SFT alone can produce a useful chat model. RLHF then improves it further by optimizing against a learned reward model rather than mimicking specific responses.
Examples
- Training Llama-3-Base on Anthropic's HH-RLHF "chosen" responses as a first pass.
- Custom SFT on a company's historical support tickets.
Frequently asked
What is Supervised Fine-Tuning?
SFT is fine-tuning where each training example has an explicit input and a desired output, supervised by a loss that penalizes deviation from that output.
What is an example of supervised fine-tuning?
Training Llama-3-Base on Anthropic's HH-RLHF "chosen" responses as a first pass.

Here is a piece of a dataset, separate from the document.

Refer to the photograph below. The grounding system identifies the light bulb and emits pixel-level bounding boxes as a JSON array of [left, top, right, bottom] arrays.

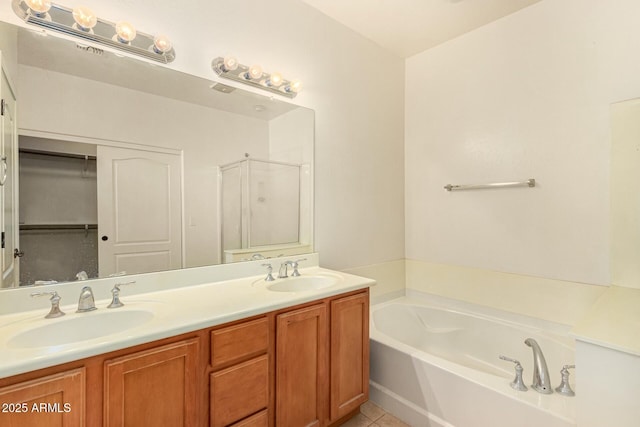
[[25, 0, 51, 16], [73, 6, 98, 31], [153, 34, 173, 54], [222, 55, 238, 71], [285, 80, 302, 93], [245, 64, 262, 80], [267, 72, 282, 87], [116, 21, 136, 44]]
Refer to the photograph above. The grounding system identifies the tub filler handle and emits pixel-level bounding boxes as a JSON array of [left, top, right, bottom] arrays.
[[500, 355, 529, 391], [556, 365, 576, 396]]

How is Supervised Fine-Tuning related to Fine-tuning?
Supervised Fine-Tuning and Fine-tuning are both training concepts. Fine-tuning continues training a pretrained model on a smaller, task-specific dataset, adjusting its weights to specialize behavior or knowledge.
Is Supervised Fine-Tuning considered intermediate?
Supervised Fine-Tuning is generally considered intermediate-level material in the AI and LLM space.